Dès lors, les moyens repris par ceux-ci, pour contester l'application de l'article 828 et la revalorisation du montant des soultes, précédemment invoqués et écartés pour rejeter leur demande de nullité de la contre-lettre, à savoir:
- la contradiction de la contre-lettre au contenu de l'acte authentique de donation-partage, en ce qu'il mentionne que le montant des soultes a été acquitté,
- du fait de la compensation de valeur réalisée par testament ou bénéfice d'une assurance vie,
- en l'absence des donateurs à la contre-lettre,
ne sauraient davantage prospérer, au regard des éléments précédemment rappelés pour valider la contre-lettre.
Il convient dès lors de confirmer le montant des soultes revalorisées telles que retenues par le jugement déféré.
S'agissant enfin de la condamnation contestée aux intérêts au taux légal, sur les sommes dues, à compter du 12 septembre 2015, il convient de la confirmer, au visa des dispositions de l'article 1231-6 du code civil, lequel énonce que " les dommages et intérêts dus à raison du retard dans le paiement d'une obligation de somme d'argent consistent dans l'intérêt au taux légal, à compter de la mise en demeure".

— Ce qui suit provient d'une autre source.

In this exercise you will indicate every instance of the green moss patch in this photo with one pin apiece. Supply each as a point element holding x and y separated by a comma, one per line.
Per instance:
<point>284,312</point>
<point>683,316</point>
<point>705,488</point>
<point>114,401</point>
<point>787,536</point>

Les intimés ont justifié avoir mis en demeure, par lettres recommandées avec accusés de réception en date du 12 septembre 2015, les appelants de s'acquitter du montant des soultes revalorisées (pièces n° 11 à 14).
Les appelants s'étant acquittés des sommes fixées, avec exécution provisoire, par le jugement déféré, seront condamnées au surplus aux intérêts au taux légal dûs depuis leur règlement et jusqu'à complet paiement.
Sur les autres demandes :
Les appelants qui succombent seront condamnés aux entiers dépens de l'appel.
L'appel constituant une voie de recours ouverte à tout justiciable, garantissant son accès au juge et la possibilité de contester une décision contraire à ses prétentions, ne peut être qualifié d'abusif que dans des circonstances particulières caractérisant la faute de l'appelant.
En l'espèce, aucune faute n'est établie à l'endroit des appelants susceptible de caractériser un abus de droit. Les intimés seront en conséquence déboutés de leur demande de dommages et intérêts.
L'équité commande toutefois de les condamner, in solidum, à s'acquitter d'une somme de 1 500 euros au profit de chacun des intimés, au titre de l'article 700 du code de procédure civile.
PAR CES MOTIFS,
La cour,
CONFIRME le jugement déféré ;
Y ajoutant,
DIT que les sommes restant dues porteront intérêts au taux légal jusqu'à parfait paiement ;
CONDAMNE les appelants, M. [B] [W], M. [U] [W] et M. [V] [W], in solidum, aux entiers dépens de l'appel ;
Les CONDAMNE, in solidum, à payer à chacun des trois intimés, M. [G] [W], M. [M] [W] et Mme [H] [W] épouse [J], la somme de 1 500 euros au titre de l'article 700 du code de procédure civile ;
DEBOUTE les parties de toutes autres demandes, plus amples ou contraires ;
Le présent arrêt a été signé par Hélène MORNET, présidente, et par Florence CHANVRIT, Adjointe Administrative Principale faisant fonction de greffière, auquel la minute de la décision a été remise par le magistrat signataire.